Un Ozon contenuto ed efficace nel delineare una storia di adulti che invocano giustizia per le molestie subite da un prete cattolico da bambini

Un fotogramma di Öndög di Wang Quan’an
Il concorso si apre con l’atteso Grâce à Dieu di François Ozon che nonostante il tema scottante e, purtroppo, ancora di grande attualità degli abusi sessuali nella chiesa cattolica, riesce a mantenere un tono controllato e a concentrarsi più sugli aspetti psicologici della vicenda, lavorando sulle ambientazioni e un uso efficace del flash-back, che non su quelli mediatici. Ancora una storia di infanzia difficile in Systemsprenger: Benni è una bambina affetta da una grave psicosi che nessuna struttura è in grado di gestire, nel gergo una che manda in frantumi il sistema, da cui il titolo del film. La regista Nora Fingscheidt ricorre a tecniche tipiche dei film dell’orrore (esplosioni improvvise di violenza incontrollabile, suoni e colori saturi), aiutata da una giovanissima interprete, Helena Zengel, perfetttamente a suo agio nel ruolo della bambina indemoniata. Dalle intasate metropoli europee alle deserte pianure asiatiche: Wang Quan’an con Öndög fa un bell’esperimento ambientando negli spazi sconfinati della Mongolia la ricerca dell’intimità e della vicinanza, riuscendo a mantenere l’unità narrativa nel contrasto tra la durezza del paesaggio e di certe relazioni umane e la dolcezza di affetti inattesi.

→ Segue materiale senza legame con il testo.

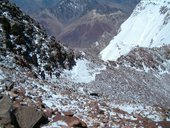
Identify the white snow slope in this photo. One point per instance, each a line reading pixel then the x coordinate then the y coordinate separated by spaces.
pixel 148 26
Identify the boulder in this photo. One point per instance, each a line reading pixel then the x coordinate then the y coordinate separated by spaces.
pixel 28 117
pixel 71 121
pixel 5 108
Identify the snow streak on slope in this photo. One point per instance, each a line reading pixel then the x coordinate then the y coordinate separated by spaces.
pixel 148 26
pixel 84 71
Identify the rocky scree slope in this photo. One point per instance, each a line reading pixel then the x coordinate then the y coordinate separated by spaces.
pixel 80 23
pixel 117 97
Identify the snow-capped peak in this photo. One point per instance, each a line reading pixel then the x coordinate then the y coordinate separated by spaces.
pixel 148 26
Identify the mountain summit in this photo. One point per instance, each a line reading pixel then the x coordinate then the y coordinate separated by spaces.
pixel 148 26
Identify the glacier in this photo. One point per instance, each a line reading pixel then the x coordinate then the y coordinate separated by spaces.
pixel 148 26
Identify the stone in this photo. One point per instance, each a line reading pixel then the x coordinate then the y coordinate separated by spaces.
pixel 28 117
pixel 69 113
pixel 5 108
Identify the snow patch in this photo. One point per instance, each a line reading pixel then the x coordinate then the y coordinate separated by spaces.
pixel 146 29
pixel 84 71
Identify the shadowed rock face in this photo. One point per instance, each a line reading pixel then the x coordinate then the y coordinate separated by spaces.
pixel 74 22
pixel 26 40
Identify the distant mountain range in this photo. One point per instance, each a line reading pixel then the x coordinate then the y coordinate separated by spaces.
pixel 79 23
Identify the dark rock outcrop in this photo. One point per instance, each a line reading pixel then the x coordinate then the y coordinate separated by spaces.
pixel 29 117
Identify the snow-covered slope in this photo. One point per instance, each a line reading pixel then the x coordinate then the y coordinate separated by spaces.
pixel 148 26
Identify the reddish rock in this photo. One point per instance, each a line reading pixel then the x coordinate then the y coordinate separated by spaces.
pixel 28 117
pixel 69 113
pixel 48 112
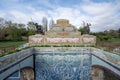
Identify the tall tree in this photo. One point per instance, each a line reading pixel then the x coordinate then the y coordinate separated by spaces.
pixel 51 23
pixel 45 22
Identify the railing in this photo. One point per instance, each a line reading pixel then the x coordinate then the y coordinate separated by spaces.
pixel 6 50
pixel 8 59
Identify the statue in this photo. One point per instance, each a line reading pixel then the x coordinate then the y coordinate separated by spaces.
pixel 87 28
pixel 39 29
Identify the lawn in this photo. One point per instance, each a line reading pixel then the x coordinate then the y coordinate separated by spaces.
pixel 11 43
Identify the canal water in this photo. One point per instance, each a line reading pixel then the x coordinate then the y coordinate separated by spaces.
pixel 62 66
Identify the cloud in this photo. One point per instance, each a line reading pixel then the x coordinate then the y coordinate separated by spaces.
pixel 2 14
pixel 102 15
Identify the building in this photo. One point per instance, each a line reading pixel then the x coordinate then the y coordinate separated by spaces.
pixel 62 33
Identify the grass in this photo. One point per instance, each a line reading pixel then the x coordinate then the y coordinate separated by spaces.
pixel 11 43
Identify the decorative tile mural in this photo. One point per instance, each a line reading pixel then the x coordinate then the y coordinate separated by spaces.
pixel 62 66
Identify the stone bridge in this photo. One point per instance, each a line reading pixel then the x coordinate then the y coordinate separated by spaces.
pixel 22 62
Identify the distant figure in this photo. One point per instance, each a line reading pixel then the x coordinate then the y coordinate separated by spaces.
pixel 87 28
pixel 39 29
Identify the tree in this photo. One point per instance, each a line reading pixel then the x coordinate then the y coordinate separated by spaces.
pixel 81 29
pixel 51 23
pixel 44 23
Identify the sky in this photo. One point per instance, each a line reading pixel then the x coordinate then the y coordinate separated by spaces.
pixel 102 14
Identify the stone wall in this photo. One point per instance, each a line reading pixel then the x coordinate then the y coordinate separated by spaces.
pixel 43 40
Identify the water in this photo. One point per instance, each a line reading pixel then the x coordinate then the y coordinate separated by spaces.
pixel 62 66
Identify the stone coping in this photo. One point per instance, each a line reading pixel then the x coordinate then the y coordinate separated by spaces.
pixel 8 59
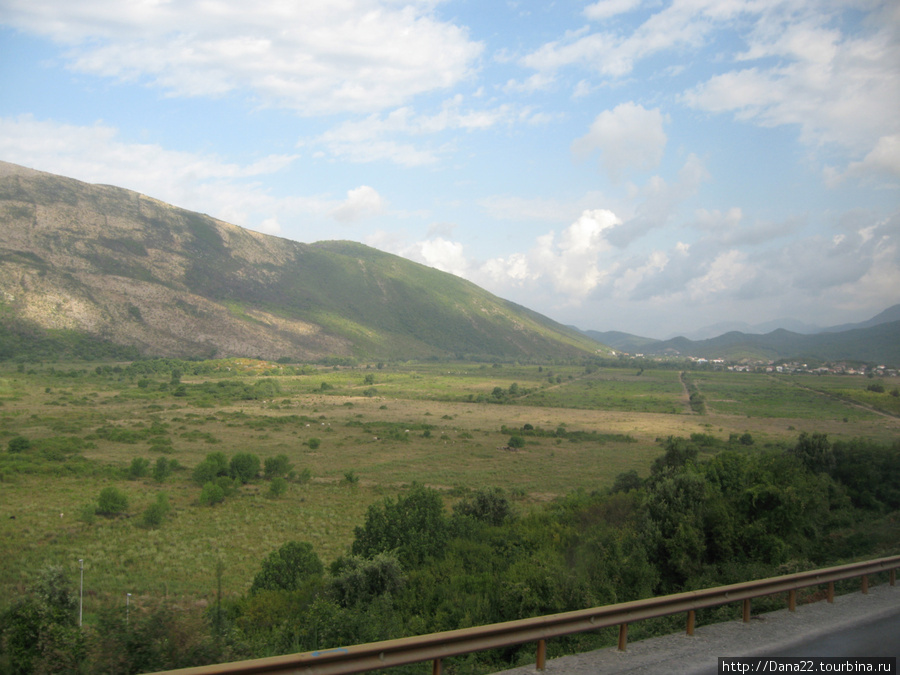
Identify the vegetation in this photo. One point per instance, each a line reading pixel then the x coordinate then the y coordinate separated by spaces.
pixel 249 511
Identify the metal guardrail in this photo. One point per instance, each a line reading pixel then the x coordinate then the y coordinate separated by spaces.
pixel 437 646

Nella sezione Panorama Laura Amelia Guzmán e Israel Cárdenas in La fiera y la fiesta rendono omaggio alla poetica del regista dominicano Jean-Louis Jorge, con Geraldine Chaplin nel ruolo di una attrice sul viale del tramonto che si ostina nel voler portare a termine il progetto incompiuto del regista scomparso prematuramente. In Hellhole di Bas Devos la precarietà e il disorientamento di una civiltà sull’orlo dell’abisso, con Alba Rohrwacher ancora una volta nel ruolo di una donna che combatte la sua battaglia quotidiana tra tentazioni di omologazione e irrimediabile devianza.
Nella sezione Forum l’eccellente Erde di Nikolaus Geyrhalter: la terra manipolata, scavata, spostata in tutti i continenti e sotto tutte le forme, uno studio sull’insopprimibile desiderio di mettere sotto controllo le indomabili forze della natura, tra estetica e fini puramente materiali.